A decadent dessert that is incredibly easy to whip up in advance for easy entertaining - just four ingredients! Serve with plenty of fresh berries to cut through the richness.
Serves 6
+ gluten free
+ egg free
+ nut free
Ingredients
200g milk
1 tbsp gelatin
120g white chocolate, roughly chopped
160g cream
Fresh berries or dried rose petals, to serve
Silicone bar moulds, to set the panna cotta bars
Method
- Place 100g milk and gelatine in a cup or bowl and stir to combine. Set aside.
- Place chocolate in TM bowl, grate for 5 seconds, speed 8.
- Add remaining 100g milk in TM bowl, cook for 3 minutes, 70°C, speed 3, or until 70°C reached.

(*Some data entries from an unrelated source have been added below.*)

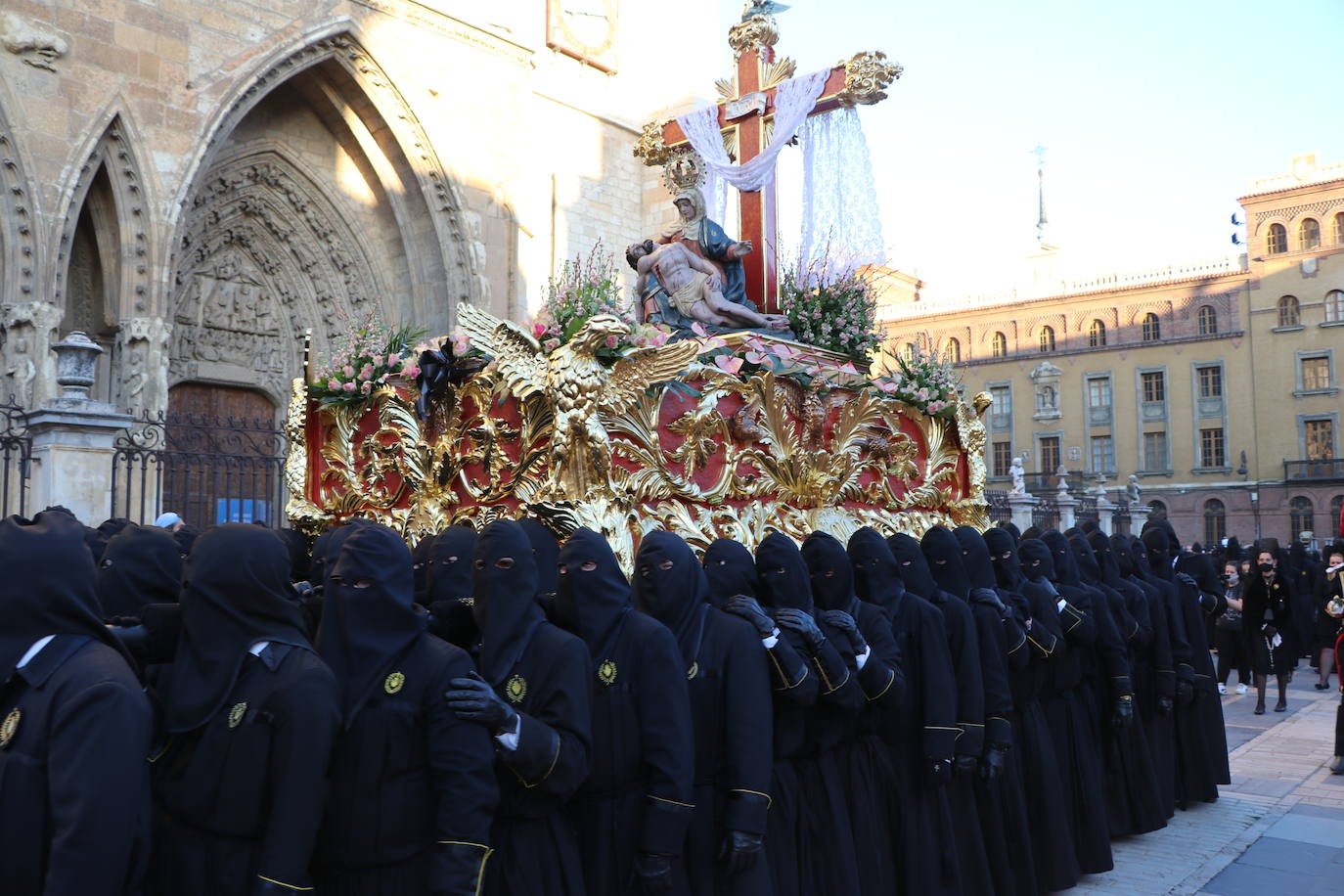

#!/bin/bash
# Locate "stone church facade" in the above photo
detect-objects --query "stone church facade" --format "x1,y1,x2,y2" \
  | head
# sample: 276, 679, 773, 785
0, 0, 723, 526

- Add gelatine mixture, mix for 30 seconds, 70°C, speed 3.
- Add cream, mix for 10 seconds, speed 3. Divide mixture between 6 silicone bar moulds and refridgerate for a minimum 4 hours.

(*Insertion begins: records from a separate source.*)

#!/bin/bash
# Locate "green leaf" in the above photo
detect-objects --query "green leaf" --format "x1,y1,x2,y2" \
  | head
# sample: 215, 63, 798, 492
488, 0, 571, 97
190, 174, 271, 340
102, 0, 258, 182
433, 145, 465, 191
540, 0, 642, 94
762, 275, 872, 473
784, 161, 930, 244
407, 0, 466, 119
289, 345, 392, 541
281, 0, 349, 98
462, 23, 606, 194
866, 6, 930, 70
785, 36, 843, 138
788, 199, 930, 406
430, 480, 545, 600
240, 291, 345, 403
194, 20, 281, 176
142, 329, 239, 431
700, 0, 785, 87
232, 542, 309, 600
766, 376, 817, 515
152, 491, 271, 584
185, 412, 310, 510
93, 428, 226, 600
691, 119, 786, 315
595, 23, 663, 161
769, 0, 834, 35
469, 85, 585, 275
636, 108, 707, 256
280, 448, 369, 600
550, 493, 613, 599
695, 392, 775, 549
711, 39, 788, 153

Place mould in a shallow bath of 37°C water for around 2 minutes, or until the logs loosen from the sides of the mould (test by pulling sides of moulds - the logs should maintain their exact shape and provide no resistance). Once loosened, turn out logs and serve piled high with fresh berries or edible rose petals (pictured).